The parameter \(\beta\) satisfies \(0 \leq \beta \leq 1\). As \(\beta\) increases, the slope of the volatility smile decreases. Note that for \(\beta\) close to zero, the SABR model is close to a normal, rather than lognormal, model.
As mentioned already, \(\rho\) represents the correlation between changes in the underlying and changes in it’s volatility. Like \(\beta\), the effect of \(\rho\) is to change the slope of the volatility smile.
The parameter \(v\) is the volatility of the volatility. A higher value for \(v\) gives a greater curvature to the volatility smile.

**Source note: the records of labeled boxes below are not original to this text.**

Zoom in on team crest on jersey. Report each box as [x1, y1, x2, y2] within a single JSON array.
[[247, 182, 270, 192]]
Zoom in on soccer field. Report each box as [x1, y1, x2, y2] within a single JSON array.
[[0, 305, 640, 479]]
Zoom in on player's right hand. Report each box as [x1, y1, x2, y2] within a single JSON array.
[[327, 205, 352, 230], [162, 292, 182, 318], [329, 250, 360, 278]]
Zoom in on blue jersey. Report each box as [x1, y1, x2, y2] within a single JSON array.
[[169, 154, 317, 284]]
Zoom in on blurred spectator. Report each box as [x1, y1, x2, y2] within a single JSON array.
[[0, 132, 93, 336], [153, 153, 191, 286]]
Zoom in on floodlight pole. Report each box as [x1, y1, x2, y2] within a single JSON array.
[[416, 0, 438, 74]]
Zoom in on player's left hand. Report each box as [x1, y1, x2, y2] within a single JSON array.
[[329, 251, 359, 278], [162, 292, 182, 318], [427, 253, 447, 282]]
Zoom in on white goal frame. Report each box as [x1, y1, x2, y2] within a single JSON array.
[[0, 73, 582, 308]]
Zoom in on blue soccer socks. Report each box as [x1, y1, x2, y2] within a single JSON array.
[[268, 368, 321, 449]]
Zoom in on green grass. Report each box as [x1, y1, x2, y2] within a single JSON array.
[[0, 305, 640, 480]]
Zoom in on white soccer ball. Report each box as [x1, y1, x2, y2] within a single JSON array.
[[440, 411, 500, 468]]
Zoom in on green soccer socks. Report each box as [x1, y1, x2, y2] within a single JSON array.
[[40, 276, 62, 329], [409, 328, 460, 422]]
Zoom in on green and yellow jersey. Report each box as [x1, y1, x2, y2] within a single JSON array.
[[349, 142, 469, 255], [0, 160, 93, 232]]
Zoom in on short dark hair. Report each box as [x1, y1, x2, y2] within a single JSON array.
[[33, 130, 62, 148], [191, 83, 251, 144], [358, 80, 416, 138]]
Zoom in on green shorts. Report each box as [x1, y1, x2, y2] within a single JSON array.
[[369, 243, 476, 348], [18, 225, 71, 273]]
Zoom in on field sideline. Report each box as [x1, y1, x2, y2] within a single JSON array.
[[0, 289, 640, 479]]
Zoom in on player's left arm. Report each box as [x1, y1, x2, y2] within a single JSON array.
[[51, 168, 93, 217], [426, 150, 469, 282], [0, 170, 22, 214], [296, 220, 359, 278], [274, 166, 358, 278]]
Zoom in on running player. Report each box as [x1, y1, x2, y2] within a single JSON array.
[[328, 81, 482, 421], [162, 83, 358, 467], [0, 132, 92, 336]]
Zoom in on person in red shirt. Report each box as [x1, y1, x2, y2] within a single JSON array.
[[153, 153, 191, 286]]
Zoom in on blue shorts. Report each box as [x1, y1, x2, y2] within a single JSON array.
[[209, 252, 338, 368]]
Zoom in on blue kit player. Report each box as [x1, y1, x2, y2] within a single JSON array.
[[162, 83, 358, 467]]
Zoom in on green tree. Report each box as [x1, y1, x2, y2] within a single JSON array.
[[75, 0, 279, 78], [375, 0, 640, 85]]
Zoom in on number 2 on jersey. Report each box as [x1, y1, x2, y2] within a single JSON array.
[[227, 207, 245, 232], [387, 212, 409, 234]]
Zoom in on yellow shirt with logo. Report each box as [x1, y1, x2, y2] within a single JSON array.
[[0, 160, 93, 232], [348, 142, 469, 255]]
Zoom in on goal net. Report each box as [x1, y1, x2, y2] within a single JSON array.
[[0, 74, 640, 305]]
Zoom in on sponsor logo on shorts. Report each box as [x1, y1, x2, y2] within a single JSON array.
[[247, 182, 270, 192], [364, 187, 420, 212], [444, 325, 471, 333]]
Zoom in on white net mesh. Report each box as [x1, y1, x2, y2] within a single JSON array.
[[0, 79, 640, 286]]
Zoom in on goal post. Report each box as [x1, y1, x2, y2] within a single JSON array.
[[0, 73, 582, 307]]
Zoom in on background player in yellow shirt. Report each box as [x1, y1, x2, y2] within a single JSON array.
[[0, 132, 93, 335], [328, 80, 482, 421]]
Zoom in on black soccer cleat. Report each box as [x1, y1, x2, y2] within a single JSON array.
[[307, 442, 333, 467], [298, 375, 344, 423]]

Limitations of the SABR model
The SABR model has some limitations worth noting. Firstly, as it only models a single forward rate, it should not be used to price derivatives whose valuation depends on more than one forward rate. This is because forward rates with nearby maturities and tenors are not independent. However, note that swaptions are nonetheless commonly priced using the SABR model by modelling the swap rate, instead of the constituent swaplets. Secondly, the equation lacks a mean reversion term, limiting its ability to accurately model interest rates which tend to be eventually pulled back to normal values. Finally, the convenient Black implied vol formula can become inaccurate under certain circumstances.
For pricing non-vanilla derivatives which depend on multiple forward rates (of various expiries and tenors), the SABR model must be modified so that forward rates of nearby tenors and expiries are not independent. See the SABR libor market model.